With China and the US locked in an AI race, middle powers must act to break the stalemate on AI safety
Last week’s AI Impact Summit ended the way these gatherings routinely do. This time with a ‘New Delhi Declaration,’ a non-binding hymn to cooperation and the hope that “AI could be made to serve humanity.” It’s the sort of empty language that dozens of countries and international organizations can sign up to without changing a thing.The most revealing statement came from the industry. Hours before the declaration, OpenAI CEO Sam Altman offered a bit of moral arithmetic in an interview with the Indian Express.
“People talk about how much energy it takes to train an AI model,” he said, “but it also takes a lot of energy to train a human. It takes, like, 20 years of life, and all of the food you eat during that time before you get smart.” Altman likely meant it as a quip. It landed, however, as a sobering reminder that the people steering the AI race are starting to talk about raising children the way they talk about training machines.

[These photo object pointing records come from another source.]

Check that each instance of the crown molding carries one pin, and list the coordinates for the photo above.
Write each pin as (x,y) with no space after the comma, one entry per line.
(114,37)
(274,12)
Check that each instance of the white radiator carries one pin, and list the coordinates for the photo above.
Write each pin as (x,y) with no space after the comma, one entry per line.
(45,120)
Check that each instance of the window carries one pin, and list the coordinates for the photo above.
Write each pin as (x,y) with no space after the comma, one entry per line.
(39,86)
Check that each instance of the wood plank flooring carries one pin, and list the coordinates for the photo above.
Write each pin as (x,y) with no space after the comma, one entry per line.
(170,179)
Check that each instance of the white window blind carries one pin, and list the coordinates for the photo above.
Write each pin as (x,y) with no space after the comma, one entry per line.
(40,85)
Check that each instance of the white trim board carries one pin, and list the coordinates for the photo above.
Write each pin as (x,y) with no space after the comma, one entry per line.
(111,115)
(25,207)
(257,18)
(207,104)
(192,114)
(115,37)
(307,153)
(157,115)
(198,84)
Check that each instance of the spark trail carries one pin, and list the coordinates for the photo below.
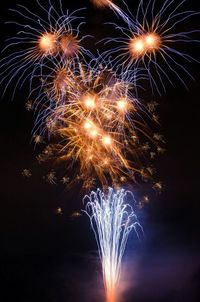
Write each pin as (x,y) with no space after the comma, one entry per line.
(112,219)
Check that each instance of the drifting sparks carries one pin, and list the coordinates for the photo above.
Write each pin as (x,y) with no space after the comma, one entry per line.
(112,220)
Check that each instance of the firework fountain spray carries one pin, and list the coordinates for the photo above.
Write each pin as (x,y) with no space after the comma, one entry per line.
(112,219)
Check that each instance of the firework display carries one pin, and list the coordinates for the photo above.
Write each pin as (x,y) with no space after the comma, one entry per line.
(87,106)
(112,220)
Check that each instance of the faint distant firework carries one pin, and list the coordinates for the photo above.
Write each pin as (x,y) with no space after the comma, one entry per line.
(112,218)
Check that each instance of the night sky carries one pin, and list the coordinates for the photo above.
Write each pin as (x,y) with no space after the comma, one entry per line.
(47,257)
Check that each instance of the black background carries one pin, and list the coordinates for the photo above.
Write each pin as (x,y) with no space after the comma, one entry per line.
(50,257)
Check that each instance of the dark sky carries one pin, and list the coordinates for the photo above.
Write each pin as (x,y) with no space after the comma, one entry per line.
(47,257)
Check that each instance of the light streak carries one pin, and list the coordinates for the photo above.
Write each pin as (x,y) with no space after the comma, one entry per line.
(112,218)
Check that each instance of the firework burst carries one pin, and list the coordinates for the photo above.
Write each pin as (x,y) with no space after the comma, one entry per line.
(153,39)
(98,116)
(40,39)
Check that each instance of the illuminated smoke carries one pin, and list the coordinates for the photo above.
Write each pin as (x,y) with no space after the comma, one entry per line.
(112,219)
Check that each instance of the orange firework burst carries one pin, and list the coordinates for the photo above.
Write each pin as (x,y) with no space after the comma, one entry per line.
(148,43)
(101,3)
(44,40)
(47,43)
(92,122)
(151,40)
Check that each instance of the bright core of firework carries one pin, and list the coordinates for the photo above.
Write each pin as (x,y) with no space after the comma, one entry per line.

So much for human-centred AI. New Delhi should have been a turning point for middle powers, from India and Brazil to Canada. Instead, it showcased the deadlock that has come to define global AI governance.
AI superpowers won’t meaningfully restrain themselves, AI companies won’t elect to slow down and everyone else is signing empty statements while being propelled by a fear of missing out.The drift is apparent in the meetings themselves. The first at Bletchley Park in 2023 was branded as an AI ‘Safety’ summit. That was dropped from the title in Seoul’s ‘AI Summit.’ The theme then shifted to ‘Action’ in Paris and ‘Impact’ in New Delhi.